Welcome to my first installment of "Weigh-In Wednesdays!" Like I mentioned in the last entry I'm kinda on a "weight-loss journey" so...why not make a weight-loss journal?
I don't even know where to start so let's just start with today's actual weigh-in...drum roll please... 56.76kg!!
Oh my god, I can't believe I've put that out there on the internet for all to see. I don't care, I won't be at this weight for long. And anyway, it's a completely respectable weight and it's probably my lowest weight ever (I have a bad memory).
While I'm on a roll admitting things I usually keep a secret, I'll throw in another one: I joined Weight Watchers 10 weeks ago.
I know it's nothing to be ashamed of. But I guess my image of a person who joins Weight Watchers didn't mesh with the image that I had of myself. I know that's a terrible thing to say but I mean I didn't think anything bad about "people who join WW."
I guess what happened was I realized I've been doing the same thing and expecting different results. You know, that classic definition of insanity. So I tried something so different...something that I had just recently told my best friend she didn't need (or was that just something i was thinking and never said?). The reason that I didn't think I (and my friend) needed it was because I considered myself someone who was active and who ate well. I felt like it should come naturally. I guess I just wanted to be different from everyone else who's joined Weight Watchers. I wanted to do it on my own. But I'm over it now.

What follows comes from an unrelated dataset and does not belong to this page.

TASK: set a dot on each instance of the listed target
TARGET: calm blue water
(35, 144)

Even though I've been this weight before I know that I was there only because it was water weight. This time, I know that my body has changed and I wasn't starving myself or I hadn't just come off a 12 hour flight. I know there's been a change in my portion sizes and I'm willing to admit that I'm eating even better than before. Goddamn you, WW!!! Why'd you do this to me?
Now here I am 10 weeks and at a plateau. I'm optimistic though. This month's goal is to reach 54.5kg!! I'm almost frightened by that number!